What is a Tenant at Sufferance?
A tenant at sufferance is a tenant who “stays past their welcome” and remains in a property without the owner’s permission. This most commonly occurs for tenants who remain in rental property after their leases expire. If the landlord does not give the tenant permission to stay past their lease (and, importantly, does not accept rent from them), the tenant becomes a tenant at sufferance.
What’s the difference between a trespasser and a tenant at sufferance? A tenant at sufferance, importantly, once had the property owner’s permission to stay in the property, but no longer does so.
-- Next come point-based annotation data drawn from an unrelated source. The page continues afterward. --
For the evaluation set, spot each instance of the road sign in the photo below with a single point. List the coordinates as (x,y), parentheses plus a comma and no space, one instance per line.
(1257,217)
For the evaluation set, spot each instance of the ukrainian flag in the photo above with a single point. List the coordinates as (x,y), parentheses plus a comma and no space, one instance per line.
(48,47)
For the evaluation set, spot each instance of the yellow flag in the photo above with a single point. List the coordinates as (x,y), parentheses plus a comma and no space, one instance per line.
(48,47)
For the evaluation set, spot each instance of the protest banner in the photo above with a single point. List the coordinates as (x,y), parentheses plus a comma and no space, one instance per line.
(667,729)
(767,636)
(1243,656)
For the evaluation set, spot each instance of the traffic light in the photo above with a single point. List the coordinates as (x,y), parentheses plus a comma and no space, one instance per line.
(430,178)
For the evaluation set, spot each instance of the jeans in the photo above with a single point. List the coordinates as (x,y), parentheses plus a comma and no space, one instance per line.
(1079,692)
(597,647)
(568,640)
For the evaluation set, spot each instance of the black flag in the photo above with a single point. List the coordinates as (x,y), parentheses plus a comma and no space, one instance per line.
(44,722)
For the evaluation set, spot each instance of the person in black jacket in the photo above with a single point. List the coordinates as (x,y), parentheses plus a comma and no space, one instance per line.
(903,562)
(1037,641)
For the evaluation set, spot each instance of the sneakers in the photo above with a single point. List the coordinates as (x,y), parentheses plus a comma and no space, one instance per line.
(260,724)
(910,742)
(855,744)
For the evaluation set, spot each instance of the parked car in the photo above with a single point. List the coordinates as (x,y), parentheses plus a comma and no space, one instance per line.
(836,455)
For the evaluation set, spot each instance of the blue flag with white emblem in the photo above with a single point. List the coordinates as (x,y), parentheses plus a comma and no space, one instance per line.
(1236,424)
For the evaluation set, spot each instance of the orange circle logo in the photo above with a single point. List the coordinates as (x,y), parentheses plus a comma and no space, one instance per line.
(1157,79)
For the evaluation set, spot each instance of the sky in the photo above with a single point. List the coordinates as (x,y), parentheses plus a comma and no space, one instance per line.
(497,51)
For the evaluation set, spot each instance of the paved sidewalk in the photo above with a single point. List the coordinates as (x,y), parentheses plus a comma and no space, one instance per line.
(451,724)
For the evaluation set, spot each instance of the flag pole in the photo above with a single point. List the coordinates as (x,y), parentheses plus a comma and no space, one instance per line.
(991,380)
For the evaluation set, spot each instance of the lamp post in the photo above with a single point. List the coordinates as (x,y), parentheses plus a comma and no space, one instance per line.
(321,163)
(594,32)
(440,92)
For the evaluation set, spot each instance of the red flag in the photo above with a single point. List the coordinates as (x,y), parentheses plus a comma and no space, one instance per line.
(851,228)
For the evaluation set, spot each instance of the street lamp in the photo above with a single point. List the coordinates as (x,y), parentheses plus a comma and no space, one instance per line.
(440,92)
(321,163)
A trespasser, on the other hand, never had the owner’s permission to be in the property.
Although a tenant at sufferance does not have permission to remain in the rental property, a landlord must still bring a formal eviction case to obtain possession. Unlike evictions for other tenancies, a notice to quit is technically not required. Most courts, however, still prefer that the landlord provide some form of notice to the tenant. A 72 hour notice to quit is most common in these scenarios.
A landlord needs to be careful about accepting money from a tenant if they do not want them to stay in the rental property. Accepting money from a tenant can re-create a formal tenancy between the parties and delay the eviction process. A landlord, however, can accept rental money solely for the purposes of use-and-occupancy, so long as they tell the tenant this in writing before accepting it.
A landlord also needs to continue maintaining rental property for a tenant at sufferance. Even though the tenant is in the rental property past their welcome, Massachusetts law still requires compliance with the state sanitary code.